There was nobody better suited to call the final out of the Giants' 2010 World Series win, the one that snapped a drought dating back to their New York days. "SWING AND A MISS, AND THAT'S IT! FOR THE FIRST TIME IN 52 YEARS, THE GIANTS ARE WORLD CHAMPIONS!!!" 
Then Kuip paid homage to numerous S.F. Giants superstars of the past, an extremely cool gesture that really drove home what the current team had accomplished. I don't know if he had planned that out or if it was spontaneous, but either way it was classic Duane Kuiper.

And when you hear Kuiper utter "Unbelievable" after a play, you know somebody truly f----d up.

I could go on...and on...and on, speaking of all the different attributes that make Kuip so fantastically special. I really could. I mean, did you HEAR his call of Logan Webb's triple in April 2021? Do you REMEMBER "Dag Yabel"? But let's shift gears.

Obviously, as much as we fans wish it were possible, "Kruk and Kuip" cannot broadcast Giants games forever. I know that. Krukow is 69 and has been dealing with physical problems for several years now; we should be (and are) VERY grateful he's still able to call the games that he does. Kuiper is 71, and is now facing a serious health challenge of his own. Forget calling games, this is about his life

Kuip did not share details of his condition and to my knowledge, hasn't given any public updates. That's his right, of course—his health is really no one else's business. Except that it sort of is. Kuip has legions of fans in these parts, and we're naturally worried.  I recently lost an old friend to cancer at age 40, so I'm not exactly dripping with optimism about Kuiper's situation. 

I'm not ready to lose Kuiper yet. Not like this.
Not. Ready.


Duane Kuiper left the booth to deliver an autographed ball to a fan (in a Kuiper jersey) who dropped a foul ball in 2017.

If the worst were to happen, I could not take in any more Giants baseball for a very long time.
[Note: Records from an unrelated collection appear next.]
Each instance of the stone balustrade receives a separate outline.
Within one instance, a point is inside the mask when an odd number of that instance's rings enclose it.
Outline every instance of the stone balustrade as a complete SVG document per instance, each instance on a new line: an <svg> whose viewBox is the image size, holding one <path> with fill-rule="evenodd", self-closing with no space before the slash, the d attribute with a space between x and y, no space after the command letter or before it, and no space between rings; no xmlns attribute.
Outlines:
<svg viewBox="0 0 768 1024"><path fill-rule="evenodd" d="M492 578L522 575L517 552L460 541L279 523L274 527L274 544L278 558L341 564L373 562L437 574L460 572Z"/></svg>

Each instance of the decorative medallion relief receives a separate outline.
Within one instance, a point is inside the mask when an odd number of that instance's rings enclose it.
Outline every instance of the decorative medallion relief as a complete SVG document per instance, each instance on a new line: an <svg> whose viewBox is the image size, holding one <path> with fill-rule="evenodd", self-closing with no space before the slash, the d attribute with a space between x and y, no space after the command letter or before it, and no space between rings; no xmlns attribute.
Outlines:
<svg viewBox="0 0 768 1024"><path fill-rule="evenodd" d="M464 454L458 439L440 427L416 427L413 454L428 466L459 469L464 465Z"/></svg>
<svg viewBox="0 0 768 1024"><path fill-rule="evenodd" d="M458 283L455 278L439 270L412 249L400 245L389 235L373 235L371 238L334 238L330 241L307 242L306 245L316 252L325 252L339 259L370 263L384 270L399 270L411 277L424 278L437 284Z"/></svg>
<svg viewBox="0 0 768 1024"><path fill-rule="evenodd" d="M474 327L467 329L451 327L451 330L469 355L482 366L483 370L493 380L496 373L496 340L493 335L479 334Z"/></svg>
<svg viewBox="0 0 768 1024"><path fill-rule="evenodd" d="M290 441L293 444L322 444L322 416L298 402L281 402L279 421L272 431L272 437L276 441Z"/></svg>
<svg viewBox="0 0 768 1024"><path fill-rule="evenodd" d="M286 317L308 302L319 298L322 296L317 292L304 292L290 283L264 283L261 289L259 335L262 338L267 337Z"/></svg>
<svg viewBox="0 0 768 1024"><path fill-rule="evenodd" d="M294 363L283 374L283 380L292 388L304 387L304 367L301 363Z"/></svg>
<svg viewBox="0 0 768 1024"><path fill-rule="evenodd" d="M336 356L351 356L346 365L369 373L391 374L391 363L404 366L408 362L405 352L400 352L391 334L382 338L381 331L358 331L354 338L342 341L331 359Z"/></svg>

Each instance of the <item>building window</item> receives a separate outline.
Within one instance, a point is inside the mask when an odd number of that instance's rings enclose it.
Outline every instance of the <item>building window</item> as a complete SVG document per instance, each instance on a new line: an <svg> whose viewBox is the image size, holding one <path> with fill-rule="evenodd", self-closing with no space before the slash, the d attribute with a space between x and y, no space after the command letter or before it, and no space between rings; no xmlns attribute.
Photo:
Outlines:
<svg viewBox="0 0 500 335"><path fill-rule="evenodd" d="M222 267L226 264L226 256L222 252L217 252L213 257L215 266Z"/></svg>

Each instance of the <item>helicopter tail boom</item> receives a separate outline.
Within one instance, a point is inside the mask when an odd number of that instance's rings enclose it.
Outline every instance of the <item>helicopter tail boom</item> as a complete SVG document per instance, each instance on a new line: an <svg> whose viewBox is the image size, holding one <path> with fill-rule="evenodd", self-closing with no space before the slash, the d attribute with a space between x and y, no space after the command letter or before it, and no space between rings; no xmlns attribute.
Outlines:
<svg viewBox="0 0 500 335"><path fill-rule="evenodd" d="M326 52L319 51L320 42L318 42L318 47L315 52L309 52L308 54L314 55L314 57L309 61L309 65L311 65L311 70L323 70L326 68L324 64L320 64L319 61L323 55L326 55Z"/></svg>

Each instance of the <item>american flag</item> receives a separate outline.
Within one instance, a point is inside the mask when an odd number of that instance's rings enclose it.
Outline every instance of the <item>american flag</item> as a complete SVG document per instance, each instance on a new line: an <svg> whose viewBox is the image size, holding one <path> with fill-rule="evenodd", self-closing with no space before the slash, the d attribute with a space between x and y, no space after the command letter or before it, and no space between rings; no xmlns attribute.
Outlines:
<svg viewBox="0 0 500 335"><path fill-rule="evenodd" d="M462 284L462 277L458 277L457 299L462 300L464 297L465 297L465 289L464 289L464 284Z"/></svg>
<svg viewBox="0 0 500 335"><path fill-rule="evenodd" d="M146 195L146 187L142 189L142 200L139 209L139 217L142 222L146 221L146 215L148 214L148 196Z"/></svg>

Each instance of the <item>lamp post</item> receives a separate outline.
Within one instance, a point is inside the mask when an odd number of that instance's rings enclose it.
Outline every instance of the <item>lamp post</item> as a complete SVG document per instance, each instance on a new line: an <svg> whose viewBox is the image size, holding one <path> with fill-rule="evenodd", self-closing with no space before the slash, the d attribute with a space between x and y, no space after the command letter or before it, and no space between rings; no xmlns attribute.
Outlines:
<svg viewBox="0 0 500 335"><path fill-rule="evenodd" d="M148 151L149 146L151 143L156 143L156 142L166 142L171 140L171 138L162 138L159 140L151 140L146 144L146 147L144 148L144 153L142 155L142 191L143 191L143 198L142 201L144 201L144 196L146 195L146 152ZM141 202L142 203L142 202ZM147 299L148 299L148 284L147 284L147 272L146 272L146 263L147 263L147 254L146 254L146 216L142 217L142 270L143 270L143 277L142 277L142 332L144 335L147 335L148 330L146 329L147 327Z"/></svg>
Selfishly, I'd want the Giants to clean house and replace Krukow, Jon Miller and Dave Flemming as well—it'd be too sad seeing the old familiar quartet reduced to a trio. 

Kuiper has been off the air for a month now, and while Miller and Flemming have been beyond excellent in his absence, I can't help but imagine how Kuip would have called Mike Yastrzemski's go-ahead grand slam into McCovey Cove against Arizona June 16, for example.
No disrespect to Miller, whose call isn't soon to be forgotten. But Kuiper would have brought the house down, I assure you.

If by some miracle you're reading this, Duane Kuiper, I want you to understand two truths:

1) You are a legend. An absolute beast at the mike. Better than Vin Scully or anybody else.
2) You are absolutely, through-and-through, 450% irreplaceable.

You have no idea your impact on the Giants experience.
On behalf of all Giants fans everywhere, thank you.
And please, PLEASE show that illness who's boss.

(7/2 Update: if you're missing Kuip's voice and insight as much as I am, he's continuing to do the Giants Talk podcast, and he sounds as robust as healthy as ever. I'm taking those as good signs.)